About Leadership

Leadership is both a research area and a practical skill encompassing the ability of an individual or organization to “lead” or guide other individuals, teams, or entire organizations


As a CTO, you need to be a leader. A good one. Challenges as tech speed, emerging and dying patterns and tools, increasing complexity, shortening time-to-market expectations, talent hiring, and retention, to mention a few, require strong leadership.

Meaning, for instance, keeping every single day your team motivated, empowered, eager to succeed, skilled enough, under a manageable pressure, and helping them to remove impediments, manage conflicts, focus on what they can control and improve, have a clear and shared vision.

It’s hard work. But I love it. When things become inevitably difficult, I try to remind myself that if all the above conditions were perfectly reached, I wouldn’t be needed at all. Thus, I can make a difference, to my Company, my team, and our customers.

And perhaps the last factor is what deeply motivates me the most: I truly believe that helping people to improve has exponential impacts on their professional and personal lives. Recognizing it is a great reward for all of my efforts.

Maturity Levels

I consider team success as the ability to move through increasing levels of maturity.

That’s what I try to do every day. For myself and my teams.

Photo by yang miao on Unsplash

Maturity levels cover many aspects: tech and soft skills, project management, service excellence, spending optimization, regulatory compliance, people management, processes definition and measurement, and of course continuous improvement approach.

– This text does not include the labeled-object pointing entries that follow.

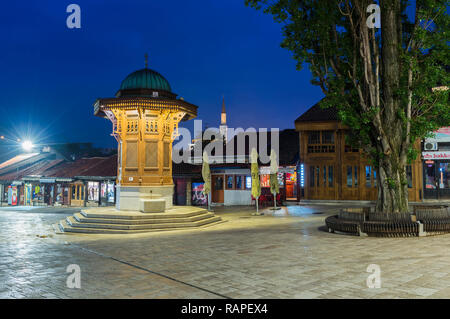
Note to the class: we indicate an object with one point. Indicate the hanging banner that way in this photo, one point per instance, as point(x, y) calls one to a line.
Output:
point(436, 155)
point(442, 135)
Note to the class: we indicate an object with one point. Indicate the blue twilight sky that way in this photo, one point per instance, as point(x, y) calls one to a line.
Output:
point(51, 75)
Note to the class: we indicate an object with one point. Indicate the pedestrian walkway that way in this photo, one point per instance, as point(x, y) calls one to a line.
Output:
point(282, 254)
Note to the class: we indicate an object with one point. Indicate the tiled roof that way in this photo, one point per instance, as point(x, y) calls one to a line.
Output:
point(94, 166)
point(35, 169)
point(17, 159)
point(318, 114)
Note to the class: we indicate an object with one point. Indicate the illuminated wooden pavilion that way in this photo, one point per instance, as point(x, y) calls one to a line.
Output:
point(145, 114)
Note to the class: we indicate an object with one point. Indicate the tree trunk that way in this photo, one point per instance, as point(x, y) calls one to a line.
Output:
point(392, 185)
point(392, 182)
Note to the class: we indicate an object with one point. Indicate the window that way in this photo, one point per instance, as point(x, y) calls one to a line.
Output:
point(327, 137)
point(265, 180)
point(330, 176)
point(374, 178)
point(218, 183)
point(409, 175)
point(368, 176)
point(321, 142)
point(348, 148)
point(314, 137)
point(349, 176)
point(318, 175)
point(248, 182)
point(93, 191)
point(238, 182)
point(230, 182)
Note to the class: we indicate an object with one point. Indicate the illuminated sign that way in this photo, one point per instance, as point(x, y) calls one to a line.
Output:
point(248, 182)
point(436, 155)
point(302, 175)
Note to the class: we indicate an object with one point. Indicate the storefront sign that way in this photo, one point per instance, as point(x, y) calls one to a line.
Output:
point(441, 135)
point(47, 180)
point(436, 155)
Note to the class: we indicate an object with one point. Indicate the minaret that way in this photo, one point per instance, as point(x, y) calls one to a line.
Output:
point(223, 122)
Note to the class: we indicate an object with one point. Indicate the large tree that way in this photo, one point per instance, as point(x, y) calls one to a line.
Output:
point(381, 80)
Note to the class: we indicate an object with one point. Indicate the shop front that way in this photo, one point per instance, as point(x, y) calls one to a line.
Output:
point(231, 186)
point(287, 179)
point(436, 165)
point(436, 172)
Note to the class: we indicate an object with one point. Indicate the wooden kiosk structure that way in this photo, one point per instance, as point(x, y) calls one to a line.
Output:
point(145, 114)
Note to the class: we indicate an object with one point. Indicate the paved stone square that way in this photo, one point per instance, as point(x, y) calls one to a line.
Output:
point(285, 254)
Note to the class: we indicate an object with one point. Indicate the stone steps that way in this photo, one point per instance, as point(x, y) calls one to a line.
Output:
point(162, 220)
point(173, 213)
point(117, 222)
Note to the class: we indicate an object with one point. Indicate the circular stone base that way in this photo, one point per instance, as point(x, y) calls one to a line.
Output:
point(423, 221)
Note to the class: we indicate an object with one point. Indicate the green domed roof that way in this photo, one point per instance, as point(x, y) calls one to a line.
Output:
point(145, 79)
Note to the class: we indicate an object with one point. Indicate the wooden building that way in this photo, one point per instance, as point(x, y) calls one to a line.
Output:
point(336, 171)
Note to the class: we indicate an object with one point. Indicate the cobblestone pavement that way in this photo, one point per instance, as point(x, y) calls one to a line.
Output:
point(280, 255)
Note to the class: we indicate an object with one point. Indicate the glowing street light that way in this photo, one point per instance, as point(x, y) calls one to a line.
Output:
point(27, 146)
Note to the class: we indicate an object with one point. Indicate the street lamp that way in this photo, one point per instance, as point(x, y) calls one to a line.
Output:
point(27, 146)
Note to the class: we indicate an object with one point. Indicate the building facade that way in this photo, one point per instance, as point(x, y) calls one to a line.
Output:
point(333, 170)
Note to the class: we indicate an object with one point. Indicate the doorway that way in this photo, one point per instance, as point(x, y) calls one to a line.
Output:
point(217, 188)
point(436, 179)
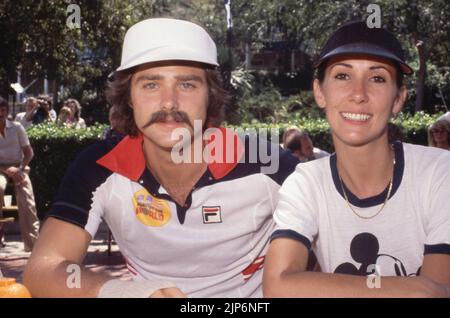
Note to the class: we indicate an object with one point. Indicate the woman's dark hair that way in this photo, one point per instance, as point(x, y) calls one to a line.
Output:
point(118, 96)
point(320, 73)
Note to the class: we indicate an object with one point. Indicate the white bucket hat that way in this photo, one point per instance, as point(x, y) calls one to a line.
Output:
point(162, 39)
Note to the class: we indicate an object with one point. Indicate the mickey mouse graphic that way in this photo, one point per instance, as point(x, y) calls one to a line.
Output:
point(364, 249)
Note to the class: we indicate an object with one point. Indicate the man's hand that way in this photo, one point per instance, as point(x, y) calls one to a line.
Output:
point(172, 292)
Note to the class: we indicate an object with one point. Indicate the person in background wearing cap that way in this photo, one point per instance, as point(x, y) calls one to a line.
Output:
point(185, 229)
point(372, 207)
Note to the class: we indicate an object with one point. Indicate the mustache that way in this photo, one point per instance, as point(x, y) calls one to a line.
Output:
point(161, 116)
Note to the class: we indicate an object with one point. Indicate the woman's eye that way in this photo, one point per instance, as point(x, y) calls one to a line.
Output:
point(378, 79)
point(341, 76)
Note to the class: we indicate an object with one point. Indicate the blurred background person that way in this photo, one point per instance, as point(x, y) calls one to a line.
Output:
point(439, 134)
point(15, 155)
point(43, 112)
point(65, 117)
point(26, 118)
point(300, 144)
point(76, 121)
point(114, 130)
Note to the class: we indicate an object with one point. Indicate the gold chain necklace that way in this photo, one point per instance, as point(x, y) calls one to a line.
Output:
point(382, 207)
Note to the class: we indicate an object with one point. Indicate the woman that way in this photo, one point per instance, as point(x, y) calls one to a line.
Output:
point(439, 134)
point(372, 207)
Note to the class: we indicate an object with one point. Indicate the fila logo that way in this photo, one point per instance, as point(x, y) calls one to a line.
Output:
point(211, 214)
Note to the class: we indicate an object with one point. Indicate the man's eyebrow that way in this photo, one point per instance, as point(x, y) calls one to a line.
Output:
point(148, 78)
point(189, 77)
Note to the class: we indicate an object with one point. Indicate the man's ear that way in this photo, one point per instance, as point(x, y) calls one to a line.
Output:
point(318, 96)
point(400, 100)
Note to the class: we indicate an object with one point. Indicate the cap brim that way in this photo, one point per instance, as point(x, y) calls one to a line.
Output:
point(167, 53)
point(365, 49)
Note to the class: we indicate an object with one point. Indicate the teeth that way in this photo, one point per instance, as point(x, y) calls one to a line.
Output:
point(356, 117)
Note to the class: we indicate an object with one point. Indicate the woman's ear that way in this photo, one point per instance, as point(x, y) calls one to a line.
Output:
point(400, 100)
point(318, 95)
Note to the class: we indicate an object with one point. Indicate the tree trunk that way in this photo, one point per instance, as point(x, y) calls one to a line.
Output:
point(421, 75)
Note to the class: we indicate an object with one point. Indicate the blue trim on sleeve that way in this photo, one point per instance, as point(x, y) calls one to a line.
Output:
point(437, 249)
point(293, 235)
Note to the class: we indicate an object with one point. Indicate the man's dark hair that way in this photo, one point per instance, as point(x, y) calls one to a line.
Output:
point(118, 96)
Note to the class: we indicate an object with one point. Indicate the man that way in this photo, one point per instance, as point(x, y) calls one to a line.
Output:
point(15, 155)
point(300, 144)
point(26, 118)
point(197, 229)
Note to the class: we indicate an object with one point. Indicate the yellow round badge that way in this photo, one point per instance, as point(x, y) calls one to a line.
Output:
point(150, 210)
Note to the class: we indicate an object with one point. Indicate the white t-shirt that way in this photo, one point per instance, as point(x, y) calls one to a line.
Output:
point(11, 145)
point(415, 220)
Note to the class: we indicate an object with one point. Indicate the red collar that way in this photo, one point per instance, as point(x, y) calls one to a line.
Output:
point(127, 157)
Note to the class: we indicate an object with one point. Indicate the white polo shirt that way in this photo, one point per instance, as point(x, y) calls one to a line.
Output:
point(11, 144)
point(214, 246)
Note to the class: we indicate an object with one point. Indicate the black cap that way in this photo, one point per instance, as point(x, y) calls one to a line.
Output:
point(357, 38)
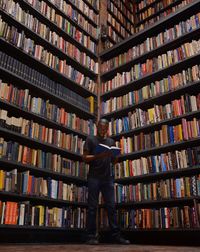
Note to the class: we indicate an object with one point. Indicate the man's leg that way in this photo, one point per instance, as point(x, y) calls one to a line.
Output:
point(93, 197)
point(107, 189)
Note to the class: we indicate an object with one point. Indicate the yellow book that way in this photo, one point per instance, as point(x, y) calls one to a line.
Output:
point(91, 101)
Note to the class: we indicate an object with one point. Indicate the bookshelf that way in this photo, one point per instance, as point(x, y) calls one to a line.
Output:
point(157, 183)
point(120, 21)
point(48, 86)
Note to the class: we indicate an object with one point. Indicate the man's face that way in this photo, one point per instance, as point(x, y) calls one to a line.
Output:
point(102, 129)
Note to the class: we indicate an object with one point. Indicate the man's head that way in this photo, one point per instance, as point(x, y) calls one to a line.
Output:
point(102, 128)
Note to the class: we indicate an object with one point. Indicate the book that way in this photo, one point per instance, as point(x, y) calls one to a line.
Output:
point(104, 148)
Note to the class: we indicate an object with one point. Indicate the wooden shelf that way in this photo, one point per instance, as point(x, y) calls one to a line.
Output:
point(45, 200)
point(158, 12)
point(160, 149)
point(134, 85)
point(147, 6)
point(151, 31)
point(52, 73)
point(156, 126)
point(31, 142)
point(151, 177)
point(48, 95)
point(44, 172)
point(166, 97)
point(74, 23)
point(118, 20)
point(58, 30)
point(153, 53)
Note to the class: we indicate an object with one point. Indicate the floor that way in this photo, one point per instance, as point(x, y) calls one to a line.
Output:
point(99, 248)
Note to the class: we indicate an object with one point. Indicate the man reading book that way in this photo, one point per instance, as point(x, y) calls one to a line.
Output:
point(101, 179)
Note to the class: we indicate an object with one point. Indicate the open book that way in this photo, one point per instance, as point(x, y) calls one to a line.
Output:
point(103, 148)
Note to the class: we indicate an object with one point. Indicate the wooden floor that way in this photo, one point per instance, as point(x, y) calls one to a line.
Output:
point(98, 248)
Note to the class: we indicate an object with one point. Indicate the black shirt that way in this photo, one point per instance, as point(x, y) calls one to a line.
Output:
point(100, 168)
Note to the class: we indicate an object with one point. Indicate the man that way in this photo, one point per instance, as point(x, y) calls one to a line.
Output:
point(101, 179)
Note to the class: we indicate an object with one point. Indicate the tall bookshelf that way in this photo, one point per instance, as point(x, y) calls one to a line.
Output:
point(48, 87)
point(150, 95)
point(120, 21)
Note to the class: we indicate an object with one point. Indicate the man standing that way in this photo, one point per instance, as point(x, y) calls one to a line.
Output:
point(101, 179)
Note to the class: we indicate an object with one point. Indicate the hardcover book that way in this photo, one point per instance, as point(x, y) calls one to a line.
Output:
point(103, 148)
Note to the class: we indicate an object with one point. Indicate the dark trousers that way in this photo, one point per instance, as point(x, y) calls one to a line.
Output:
point(106, 187)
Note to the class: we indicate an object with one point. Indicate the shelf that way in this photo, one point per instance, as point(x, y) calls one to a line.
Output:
point(58, 30)
point(122, 11)
point(135, 39)
point(116, 31)
point(22, 197)
point(148, 103)
point(174, 230)
point(44, 172)
point(31, 142)
point(156, 126)
point(147, 6)
point(158, 12)
point(39, 118)
point(83, 14)
point(159, 50)
point(119, 21)
point(52, 73)
point(150, 177)
point(91, 6)
point(163, 202)
point(48, 95)
point(74, 23)
point(160, 149)
point(46, 44)
point(157, 75)
point(26, 227)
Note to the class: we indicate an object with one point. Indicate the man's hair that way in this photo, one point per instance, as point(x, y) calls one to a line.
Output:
point(103, 121)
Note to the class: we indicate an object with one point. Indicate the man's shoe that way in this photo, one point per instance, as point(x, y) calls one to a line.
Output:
point(121, 240)
point(92, 241)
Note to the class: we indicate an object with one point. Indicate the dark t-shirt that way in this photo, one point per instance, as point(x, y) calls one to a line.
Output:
point(100, 168)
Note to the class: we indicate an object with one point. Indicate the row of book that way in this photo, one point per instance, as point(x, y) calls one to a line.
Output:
point(79, 3)
point(51, 36)
point(154, 9)
point(83, 7)
point(66, 9)
point(29, 47)
point(123, 32)
point(26, 102)
point(21, 154)
point(177, 81)
point(178, 217)
point(25, 213)
point(74, 32)
point(160, 62)
point(145, 3)
point(151, 43)
point(141, 118)
point(24, 183)
point(162, 14)
point(41, 133)
point(158, 190)
point(169, 161)
point(36, 78)
point(119, 8)
point(82, 11)
point(115, 37)
point(168, 134)
point(119, 16)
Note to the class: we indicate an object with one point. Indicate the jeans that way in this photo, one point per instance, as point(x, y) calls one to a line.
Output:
point(106, 187)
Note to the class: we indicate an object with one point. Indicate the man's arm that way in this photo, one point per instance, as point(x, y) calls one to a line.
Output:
point(88, 157)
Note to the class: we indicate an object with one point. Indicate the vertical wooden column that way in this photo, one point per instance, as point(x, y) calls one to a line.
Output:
point(103, 16)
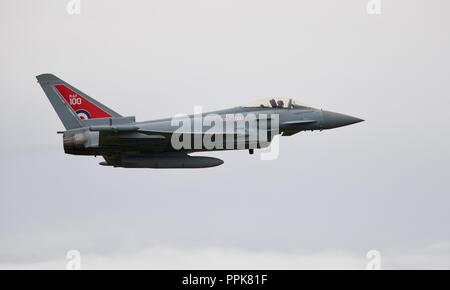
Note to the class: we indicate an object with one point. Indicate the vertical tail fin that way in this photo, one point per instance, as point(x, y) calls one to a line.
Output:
point(71, 104)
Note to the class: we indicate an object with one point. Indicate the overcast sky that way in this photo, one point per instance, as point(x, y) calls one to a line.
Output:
point(328, 199)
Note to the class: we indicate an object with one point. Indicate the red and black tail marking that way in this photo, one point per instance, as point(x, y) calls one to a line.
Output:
point(82, 107)
point(72, 105)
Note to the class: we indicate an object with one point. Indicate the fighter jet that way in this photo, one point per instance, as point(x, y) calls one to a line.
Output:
point(92, 128)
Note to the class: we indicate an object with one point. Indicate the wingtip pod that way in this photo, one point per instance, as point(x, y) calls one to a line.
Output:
point(165, 162)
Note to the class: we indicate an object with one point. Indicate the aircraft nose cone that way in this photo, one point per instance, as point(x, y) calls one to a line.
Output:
point(334, 120)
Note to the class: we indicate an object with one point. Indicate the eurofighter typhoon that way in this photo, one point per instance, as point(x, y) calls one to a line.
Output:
point(92, 128)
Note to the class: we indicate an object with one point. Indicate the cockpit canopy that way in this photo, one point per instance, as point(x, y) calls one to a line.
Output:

Sharing the as-is baseline and steps to be made to improve, enables vision implementation and next steps identification.

Leadership Tools

But how to move through this maturity path? These are the principles I try to apply every day:

  • Keep the pressure for you, don’t cascade it. Never.
  • Know your people, everyone. What moves them, what they’re passionate about and afraid of.
  • Give feedback regularly: the good, and the improving ones.
  • Ask and push them to move out of their comfort zone and clarify that mistakes are welcome.
  • State, share, and consistently act your values: mine are strong ethics, transparency, truly improving mission.
  • Clarify that the organizational models are tools to leverage desired outcomes. I consider changing organizational models as the opportunity to increase focus. I normally do it at least once a year.
  • Enforce communication of team results, towards their and your peers, your managers. This supports the achievement of better positioning of your team, find opportunities for review and improvement and the motivation.
  • Share information, give context. Always help people to understand what is happening around them and why we’re doing things and make certain decisions. I do it every time I can, daily in our morning “smart alignment meeting”, my weekly “Leadership Meetings” and during the monthly meeting with the whole team.
  • Invest in training, tech, and soft.
  • Remind they are in charge, no matter what. You’re there to help, drive, and support. But they are are in charge. I believe in DRI principle, but to be honest I still struggle with its execution.

I am not perfect and I cannot always stick to all the above. But I strongly try to. Every day.

External support

You’re not alone of course.

The HR department is a key partner to achieve all the above. I ask to be supported for training, leadership development, context sharing during my meetings. Being proactive truly helps and gives you credits to ask more.

Also, there are tons of good books and articles to read. Here are some of my favorite books on leadership and supporting tools and practices:

Also, I strongly believe in getting help through coaching. I see so much value in it as I can challenge my approach, tools, and vision.

But don’t forget you’re in charge. Get suggestions, hints, inspiration. But then do it your way.